The DataSource can be used in the following way which will infer the schema based on all the data (i.e. it performs two passes over the data!)
val cefDataFrame = sqlContext.read.format("nl.anchormen.spark.cef.CefSource")
.load("path/to/your_cef_data.log")
This will result in a DataFrame with the following schema:
root
|-- CEF_Version: integer (nullable = true)
|-- CEF_Device Vendor: string (nullable = true)
|-- CEF_Device Product: string (nullable = true)
|-- CEF_Device Version: string (nullable = true)
|-- CEF_Device Event Class ID: string (nullable = true)
|-- CEF_Name: string (nullable = true)
|-- CEF_Severity: string (nullable = true)
|-- extension_field_1: <field1 type> (nullable = true)
|-- extension_field_2: <field2 type> (nullable = true)
|-- other extension fields...
Anything before 'CEF', like syslog metadata, will be dropped. The schema is always inferred, hence it is not possible to set a schema using the DataSources schema(…) function.
The current implementation requires each CEF record to be on a single line and allows all fields to be empty/null.
The current implementation supports a number of options:
- schema.lines (default = -1): the number of lines to use to infer the schema. This can be used to avoid a full pass over the data. Note: the specified number of lines is taken into the driver! Specifying a number smaller than 0 indicates that a full pass must be made in order to determine the schema.
- partitions (default is determined by spark): the number of partitions the result should have. This number is passed to the sc.textFile(…) operation used to read the CEF file(s).
- epoch.millis.fields: a comma separated list of fields that contain a unix timestamp in milliseconds and should be cast to a Timestamp. Example: "epoch.millis.fields"->"field1, field2, field3"
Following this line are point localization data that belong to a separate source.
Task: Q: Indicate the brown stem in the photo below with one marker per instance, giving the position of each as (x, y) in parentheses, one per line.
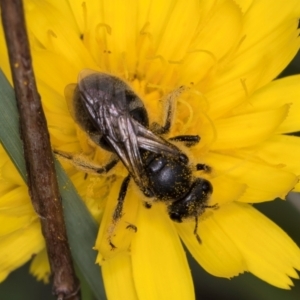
(43, 187)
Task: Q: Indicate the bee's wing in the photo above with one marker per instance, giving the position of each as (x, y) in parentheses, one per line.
(111, 116)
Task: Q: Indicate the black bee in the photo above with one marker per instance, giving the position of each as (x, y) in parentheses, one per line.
(115, 118)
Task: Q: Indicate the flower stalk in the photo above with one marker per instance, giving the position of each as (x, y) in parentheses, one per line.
(42, 183)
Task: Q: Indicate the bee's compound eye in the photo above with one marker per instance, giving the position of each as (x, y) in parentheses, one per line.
(175, 216)
(207, 186)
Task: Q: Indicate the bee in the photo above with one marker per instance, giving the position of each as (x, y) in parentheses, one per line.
(115, 118)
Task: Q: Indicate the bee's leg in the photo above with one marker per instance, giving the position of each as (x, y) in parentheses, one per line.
(196, 231)
(188, 140)
(86, 165)
(117, 215)
(203, 167)
(171, 104)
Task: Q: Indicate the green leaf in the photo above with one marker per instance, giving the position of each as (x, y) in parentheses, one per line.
(81, 227)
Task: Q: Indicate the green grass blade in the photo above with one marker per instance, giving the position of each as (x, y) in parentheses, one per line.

- string.trim (default = false): specifies that all string values should be trimmed
- ignore.exception (default = false): specifies if parsing exceptions should be ignored. By default the parser will fail fast on the first exception it encounters. When set to 'true' the reader will drop lines it fails to parse
- exception.log (default: true): only applies when ignore.exception is set to 'true' and indicates that parse failures should be logged.
Characters that are escaped (like \n, \| and \=) are converted into the right character or linefeed.
The CEF specification supports different timestamp patterns. During schema inference the DataSource determines the pattern used for each timestamp field found in the data. The pattern that was determined for the first occurrence of a timestamp field is used to parse all the values for that field. The current implementation does not support multiple patterns for the same field!